Według Międzynarodowej Organizacji Pracy w tym roku na całym świecie pracę może stracić nawet 207 milionów osób. Wiele z nich uciekając przed bezrobociem, będzie musiało zmienić kwalifikacje. Już obecnie globalna gospodarka, styka się ze zjawiskiem masowej ucieczki z branży gastronomicznej, handlu detalicznego i opieki socjalnej.
Według raportu MOP „Trendy zatrudnienia 2022” ogromna rzesza ludzi zmieniła swoje priorytety w związku z epidemią, porzucając dotychczasowe dziedziny aktywności zawodowej. W niektórych sektorach coraz trudniej obsadzić wakaty – potwierdził dyrektor generalny MOP Guy Ryder.
MOP nazywa zjawisko imigracji „olśnieniem covidowym” . – W pandemii dla wielu osób stało się jasne, że ich zajęcie nie ma perspektyw lub nie spełnia oczekiwań płacowych i ambicjonalnych. Kryzys epidemiczny zwiększył także bierność na rynku zatrudnienia. Wiele osób nie poszukuje aktywnie pracy, a więc rzeczywista liczba bezrobotnych jest o wiele wyższa, niż wynika z oficjalnych statystyk – czytamy w raporcie.
Niemniej jednak wyspecjalizowana agencja ONZ, którą jest MOP, prognozuje utratę pracy przez ok. 207 mln zatrudnionych.

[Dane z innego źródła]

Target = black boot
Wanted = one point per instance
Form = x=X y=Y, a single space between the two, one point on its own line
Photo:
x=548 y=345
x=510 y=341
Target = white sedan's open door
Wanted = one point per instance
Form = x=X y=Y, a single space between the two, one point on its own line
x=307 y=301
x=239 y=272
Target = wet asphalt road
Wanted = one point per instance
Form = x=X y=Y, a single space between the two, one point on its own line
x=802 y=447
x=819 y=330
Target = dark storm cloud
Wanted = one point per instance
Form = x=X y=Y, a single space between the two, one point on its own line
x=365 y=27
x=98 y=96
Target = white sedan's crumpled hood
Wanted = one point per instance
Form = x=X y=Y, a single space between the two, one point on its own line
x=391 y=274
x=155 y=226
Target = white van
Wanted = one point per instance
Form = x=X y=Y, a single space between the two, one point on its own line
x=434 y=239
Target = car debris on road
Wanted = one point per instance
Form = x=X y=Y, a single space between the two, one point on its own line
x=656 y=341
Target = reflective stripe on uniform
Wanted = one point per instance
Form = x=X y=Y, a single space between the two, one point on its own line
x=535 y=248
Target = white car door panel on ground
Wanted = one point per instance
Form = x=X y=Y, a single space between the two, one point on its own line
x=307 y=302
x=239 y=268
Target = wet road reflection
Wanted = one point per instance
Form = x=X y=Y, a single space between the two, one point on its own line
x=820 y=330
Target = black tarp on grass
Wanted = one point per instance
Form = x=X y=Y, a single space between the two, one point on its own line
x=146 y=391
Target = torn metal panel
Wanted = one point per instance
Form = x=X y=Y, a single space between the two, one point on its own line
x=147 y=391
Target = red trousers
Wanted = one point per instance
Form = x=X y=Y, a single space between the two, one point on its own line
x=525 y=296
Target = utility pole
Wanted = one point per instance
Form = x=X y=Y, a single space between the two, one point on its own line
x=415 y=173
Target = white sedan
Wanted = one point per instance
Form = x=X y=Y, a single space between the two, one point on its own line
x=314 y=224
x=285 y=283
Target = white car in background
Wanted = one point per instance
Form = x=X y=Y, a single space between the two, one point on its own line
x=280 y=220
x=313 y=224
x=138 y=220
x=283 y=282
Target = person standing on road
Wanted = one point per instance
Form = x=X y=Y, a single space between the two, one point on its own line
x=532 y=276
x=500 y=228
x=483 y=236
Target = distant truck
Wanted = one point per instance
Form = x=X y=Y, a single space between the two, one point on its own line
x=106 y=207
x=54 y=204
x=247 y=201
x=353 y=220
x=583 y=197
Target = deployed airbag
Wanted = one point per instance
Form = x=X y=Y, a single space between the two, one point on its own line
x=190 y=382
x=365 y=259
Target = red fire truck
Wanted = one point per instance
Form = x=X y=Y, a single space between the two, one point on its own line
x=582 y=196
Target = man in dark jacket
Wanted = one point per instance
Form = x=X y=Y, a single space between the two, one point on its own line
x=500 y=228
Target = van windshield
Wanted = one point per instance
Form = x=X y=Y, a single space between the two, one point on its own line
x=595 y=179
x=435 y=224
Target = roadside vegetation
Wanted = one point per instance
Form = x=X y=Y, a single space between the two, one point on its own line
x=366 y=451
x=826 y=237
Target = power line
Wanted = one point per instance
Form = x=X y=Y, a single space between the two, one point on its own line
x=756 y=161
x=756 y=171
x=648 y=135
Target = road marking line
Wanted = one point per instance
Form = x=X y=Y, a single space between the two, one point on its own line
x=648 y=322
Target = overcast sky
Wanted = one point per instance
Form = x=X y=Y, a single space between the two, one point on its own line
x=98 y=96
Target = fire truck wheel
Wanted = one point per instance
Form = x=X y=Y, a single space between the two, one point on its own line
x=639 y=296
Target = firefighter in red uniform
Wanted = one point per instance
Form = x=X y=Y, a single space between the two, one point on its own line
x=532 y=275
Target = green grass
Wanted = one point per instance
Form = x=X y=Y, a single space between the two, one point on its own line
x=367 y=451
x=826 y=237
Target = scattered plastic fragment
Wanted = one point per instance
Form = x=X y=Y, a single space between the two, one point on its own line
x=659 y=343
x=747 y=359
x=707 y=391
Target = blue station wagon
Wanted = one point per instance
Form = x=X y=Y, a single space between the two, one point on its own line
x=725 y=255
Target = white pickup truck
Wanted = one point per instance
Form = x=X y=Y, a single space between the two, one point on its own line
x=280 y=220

I tak stanowiłoby to poprawę w stosunku do lat 2020-2021 r. (odpowiednio 224 i 214 mln). Dla porównania, w 2019 r. który poprzedzał pandemię, bezrobocie dotknęło 189 mln pracowników.
– Globalne rynki pracy odbudowują się znacznie wolniej od oczekiwań MOP. Agencja przewiduje, że zwiększona liczba bezrobotnych utrzyma się, co najmniej do 2023 r. Główną przyczyną są szczególnie zakaźne warianty delta i omikron, które wywołują dalszą niepewność co do przebiegu pandemii – stwierdza raport.
Z drugiej strony, POM przewiduje, że w tym roku światowa gospodarka zetknie się deficytem niezbędnego czasu pracy. Niedobór można porównać z brakiem 52 milionów etatów o 48-godzinnym tygodniu pracy. 8 miesięcy temu MOP była bardziej optymistyczna, przewidując, że deficyt w tym roku wyniesie jedynie 26 milionów pełnoetatowych miejsc pracy.